Tensor product of two distributions $u \in \mathcal{D}(X)$ and $v \in \mathcal{D}(Y)$

Question

I'm following the proof of the theorem 4.3.3 p. 47 of "Introduction to the distributions theory" by Friedlander and Joshi. We have the following identity

\begin{align*} \textbf{(1)} \displaystyle \langle u \otimes v, \varphi \rangle = \langle v(y), \langle u(x), \varphi(x,y) \rangle \rangle = \langle u(x), \langle v(y), \varphi(x,y) \rangle \rangle \end{align*}

where $\varphi \in \mathcal{D}(X\times Y)$. Ok I understand that this identity is worth. However, the same theorem, there is the next point

$\textbf{(4)}$ The tensor product is a separately continuous bilinear form on $\mathcal{D}'(X) \times \mathcal{D}'(Y)$

and in the proof it says that $(4)$ is immediate consequence of $(1)$. Sincerely, I did not understand what it means "separately" and how $(1)$ implies $(4)$.

Thank you for each reply.

Answer 1

Separately - in this context - means "with respect to each argument, assuming that other argument is fixed".

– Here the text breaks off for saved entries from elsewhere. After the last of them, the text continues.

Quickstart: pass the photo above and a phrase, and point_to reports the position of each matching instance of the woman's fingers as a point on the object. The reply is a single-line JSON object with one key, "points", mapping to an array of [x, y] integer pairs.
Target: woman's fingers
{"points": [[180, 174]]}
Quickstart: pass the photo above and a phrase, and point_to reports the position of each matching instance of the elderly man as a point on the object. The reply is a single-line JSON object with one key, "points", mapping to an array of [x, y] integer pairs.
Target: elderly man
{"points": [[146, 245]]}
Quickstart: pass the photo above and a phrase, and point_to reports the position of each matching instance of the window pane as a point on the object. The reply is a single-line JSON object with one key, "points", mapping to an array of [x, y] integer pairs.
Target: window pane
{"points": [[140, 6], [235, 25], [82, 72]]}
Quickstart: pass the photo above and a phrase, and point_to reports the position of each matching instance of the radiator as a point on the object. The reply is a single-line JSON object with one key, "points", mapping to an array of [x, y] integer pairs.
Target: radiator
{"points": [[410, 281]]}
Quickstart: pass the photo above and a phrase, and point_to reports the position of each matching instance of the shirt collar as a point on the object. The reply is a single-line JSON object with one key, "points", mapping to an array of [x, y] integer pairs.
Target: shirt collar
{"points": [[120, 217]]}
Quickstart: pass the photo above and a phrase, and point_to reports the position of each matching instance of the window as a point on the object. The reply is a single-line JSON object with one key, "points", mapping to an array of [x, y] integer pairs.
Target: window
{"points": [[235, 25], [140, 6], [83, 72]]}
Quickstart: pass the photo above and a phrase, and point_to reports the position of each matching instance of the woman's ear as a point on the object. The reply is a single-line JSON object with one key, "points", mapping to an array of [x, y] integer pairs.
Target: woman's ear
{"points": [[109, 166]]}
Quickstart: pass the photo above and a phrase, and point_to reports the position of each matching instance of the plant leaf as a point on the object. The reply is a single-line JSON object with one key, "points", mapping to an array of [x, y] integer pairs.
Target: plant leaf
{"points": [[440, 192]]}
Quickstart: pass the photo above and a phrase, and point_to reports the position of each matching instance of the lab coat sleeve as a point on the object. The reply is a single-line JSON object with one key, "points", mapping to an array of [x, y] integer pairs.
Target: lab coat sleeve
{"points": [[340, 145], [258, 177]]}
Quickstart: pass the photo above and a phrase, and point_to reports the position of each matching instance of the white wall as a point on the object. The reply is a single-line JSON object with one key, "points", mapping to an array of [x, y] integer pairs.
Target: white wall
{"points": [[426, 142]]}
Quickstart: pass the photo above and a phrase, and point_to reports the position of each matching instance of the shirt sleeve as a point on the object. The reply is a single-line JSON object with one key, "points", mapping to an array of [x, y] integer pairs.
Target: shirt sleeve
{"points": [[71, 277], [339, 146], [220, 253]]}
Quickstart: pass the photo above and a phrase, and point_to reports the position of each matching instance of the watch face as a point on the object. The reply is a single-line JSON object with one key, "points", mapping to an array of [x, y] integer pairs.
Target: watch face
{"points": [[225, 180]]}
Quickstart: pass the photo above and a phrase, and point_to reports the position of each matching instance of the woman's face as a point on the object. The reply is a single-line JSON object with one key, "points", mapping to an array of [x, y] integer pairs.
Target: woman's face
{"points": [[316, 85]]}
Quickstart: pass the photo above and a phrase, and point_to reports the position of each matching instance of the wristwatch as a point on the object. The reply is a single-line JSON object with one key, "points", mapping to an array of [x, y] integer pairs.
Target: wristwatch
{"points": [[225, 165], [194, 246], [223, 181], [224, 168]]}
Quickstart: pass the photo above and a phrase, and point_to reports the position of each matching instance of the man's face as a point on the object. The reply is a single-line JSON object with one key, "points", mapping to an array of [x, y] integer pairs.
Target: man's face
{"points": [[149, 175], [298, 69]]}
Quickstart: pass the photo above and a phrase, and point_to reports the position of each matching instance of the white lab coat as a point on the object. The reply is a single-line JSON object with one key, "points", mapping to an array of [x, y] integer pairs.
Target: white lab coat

Since $D(X\times Y)$ contains $D(X)\times D(Y)$, the same definition as in (1) applies to $D'(X)\times D'(Y)$, and therefore you can use the form in (1) to prove continuity in (4).

Answer 2

This is a cheap version of the theorem. In fact, this operation is continuous (not just separately) if one uses the strong topology on $\mathcal{D}'(X)$, $\mathcal{D}'(Y)$ and $\mathcal{D}'(X\times Y)$.